The Tantra may well be only poetry or autosuggestion, but the revealed texts set forth the substance as “neuroplastic”: realizing oneself to be the ātman outside time is an effect caused by the instantaneous or induced alteration of biological-nervous capacities. Perhaps the prejudice that separates the Sanātana dharma from common thought is that the latter distinguishes the nervous system into voluntary and involuntary and believes both to be only what empirical and calculating reason knows them to be, whereas Sacred Science says there are other nervous dimensions unknown to the senses and to scalpels—or perhaps merely a living of the nervous systems not as represented and at times representing entities, but according to their own intimate nature; this, and nothing else, would be the Cakra: plexuses of “nervous” energies (prāṇa) whose activation by the ascent of Kuṇḍalī brings about that emergence of physical inner light which in turn implies the evolution of consciousness, indifferently definable as return to one’s true nature, overcoming representation, or ascent to higher worlds.

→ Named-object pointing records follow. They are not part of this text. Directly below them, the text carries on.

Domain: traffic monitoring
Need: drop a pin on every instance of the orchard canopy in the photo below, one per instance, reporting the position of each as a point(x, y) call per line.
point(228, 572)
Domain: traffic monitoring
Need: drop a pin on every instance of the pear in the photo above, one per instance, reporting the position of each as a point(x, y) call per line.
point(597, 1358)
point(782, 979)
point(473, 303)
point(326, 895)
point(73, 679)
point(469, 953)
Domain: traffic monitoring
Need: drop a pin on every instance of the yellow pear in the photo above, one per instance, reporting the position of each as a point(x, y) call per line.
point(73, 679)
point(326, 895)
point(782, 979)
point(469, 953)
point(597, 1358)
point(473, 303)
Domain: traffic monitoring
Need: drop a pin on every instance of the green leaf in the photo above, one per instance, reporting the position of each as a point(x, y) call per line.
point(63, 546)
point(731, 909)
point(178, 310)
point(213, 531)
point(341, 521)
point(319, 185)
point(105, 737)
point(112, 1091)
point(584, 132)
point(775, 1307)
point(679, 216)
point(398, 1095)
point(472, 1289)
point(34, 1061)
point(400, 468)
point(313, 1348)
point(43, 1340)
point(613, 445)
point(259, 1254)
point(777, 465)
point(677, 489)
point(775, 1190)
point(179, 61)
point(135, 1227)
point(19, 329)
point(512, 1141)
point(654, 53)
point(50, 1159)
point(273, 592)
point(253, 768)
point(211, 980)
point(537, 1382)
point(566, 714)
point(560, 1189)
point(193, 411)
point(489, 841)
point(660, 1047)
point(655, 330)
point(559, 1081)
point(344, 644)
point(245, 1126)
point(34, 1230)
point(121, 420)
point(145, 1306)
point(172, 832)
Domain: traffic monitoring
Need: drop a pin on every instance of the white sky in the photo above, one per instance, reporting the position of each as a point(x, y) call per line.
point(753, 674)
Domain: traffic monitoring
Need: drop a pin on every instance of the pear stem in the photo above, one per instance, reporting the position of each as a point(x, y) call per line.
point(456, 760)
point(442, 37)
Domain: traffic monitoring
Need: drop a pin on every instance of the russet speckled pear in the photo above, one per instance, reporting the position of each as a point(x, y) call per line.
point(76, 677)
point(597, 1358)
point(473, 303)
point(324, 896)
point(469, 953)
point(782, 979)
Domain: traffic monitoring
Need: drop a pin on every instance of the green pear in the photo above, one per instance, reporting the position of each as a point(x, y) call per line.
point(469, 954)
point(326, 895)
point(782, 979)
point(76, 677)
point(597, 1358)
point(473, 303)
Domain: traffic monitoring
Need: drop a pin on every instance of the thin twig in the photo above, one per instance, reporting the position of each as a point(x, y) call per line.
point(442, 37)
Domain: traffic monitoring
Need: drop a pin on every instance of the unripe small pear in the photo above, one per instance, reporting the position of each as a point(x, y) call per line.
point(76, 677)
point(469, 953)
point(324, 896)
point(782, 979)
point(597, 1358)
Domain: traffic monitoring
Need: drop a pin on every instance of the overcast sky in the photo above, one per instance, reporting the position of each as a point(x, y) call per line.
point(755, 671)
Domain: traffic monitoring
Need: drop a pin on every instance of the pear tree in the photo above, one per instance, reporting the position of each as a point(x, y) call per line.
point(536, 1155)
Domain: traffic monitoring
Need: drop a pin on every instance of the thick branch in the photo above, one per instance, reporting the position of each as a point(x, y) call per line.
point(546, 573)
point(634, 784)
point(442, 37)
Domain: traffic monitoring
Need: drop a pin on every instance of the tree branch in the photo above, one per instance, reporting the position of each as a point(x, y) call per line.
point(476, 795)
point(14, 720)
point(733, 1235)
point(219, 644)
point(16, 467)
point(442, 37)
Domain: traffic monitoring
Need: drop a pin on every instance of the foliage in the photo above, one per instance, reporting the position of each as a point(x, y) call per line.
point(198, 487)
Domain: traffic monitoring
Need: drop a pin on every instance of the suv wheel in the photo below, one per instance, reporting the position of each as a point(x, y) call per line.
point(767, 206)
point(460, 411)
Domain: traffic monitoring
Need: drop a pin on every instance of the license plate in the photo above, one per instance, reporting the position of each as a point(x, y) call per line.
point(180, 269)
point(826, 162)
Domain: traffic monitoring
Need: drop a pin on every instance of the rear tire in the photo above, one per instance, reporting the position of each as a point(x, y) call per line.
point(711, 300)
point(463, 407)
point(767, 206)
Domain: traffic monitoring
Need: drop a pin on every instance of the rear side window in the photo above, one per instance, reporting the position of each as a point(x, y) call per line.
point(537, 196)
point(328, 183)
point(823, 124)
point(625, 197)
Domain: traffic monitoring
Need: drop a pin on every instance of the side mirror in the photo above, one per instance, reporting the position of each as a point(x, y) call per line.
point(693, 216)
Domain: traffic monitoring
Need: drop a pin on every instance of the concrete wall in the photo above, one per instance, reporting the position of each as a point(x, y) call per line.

This is the practical ground—an irreplaceable precondition—of operative sapiential systems: there is a purely mental and consciousness-based part, and a purely nervous and experimental part, the one the mirror of the other and in fact the same thing, prāṇa. The knowledge of this psycho-organic condition, the vidyā, is therefore knowledge by effective mastery: it is of no use to read, accumulate notions, weave concepts, or revel in pathetic intuitions; rather, it concerns transmutation; or rather, certainly reading is also useful, but it depends on how one reads, that is, on what one sees as one reads. To return to the metaphor of the hypostases of the ātman, it is precisely they who see the pre-theoretical “images” written in words, the psycho-neurological mechanisms implied, and the beyond-egoic states of consciousness, and sometimes they present them to the I as it reads; at other times, once acquired, they carry them out and unravel them, weaving and reconnecting them with others in their dark chambers, and then offer the mind “holograms” perfected—this too would be the language of which Kuṇḍalī is goddess.
This would indeed be the master key: the brain appropriates these holograms and “installs” them, making the neurological content of them operative. The Tantra do not say literally that the brain can enact in itself what it learns of itself, but this is the substance of Tantra: generative neuroplasticity.
According to the texts, one must be predisposed to this, or else it is simply a matter of realizing what one has always been or can be, of how one’s mind functions or may function; and to realize this, it is necessary that the event of mental light and subsequent experience of emptiness occur either by itself or through forcible means (kuṇḍalinī-yoga or gtum-mo). (Thus the word “neuroplastic” is said in analogy with current clinical terminology, also because it is not so much a matter of the encephalon as of “subtle energies” located also within the encephalon.)
To reduce the Upaniṣad and the Tantra to philosophies (as Western academics, Hindu paṇḍit, and Buddhist philosophers do) is plainly to ignore their substance, for the Upaniṣad and the Tantra are the practical and effective surpassing of the representative mind, whereas philosophies are expressions of the representative mind.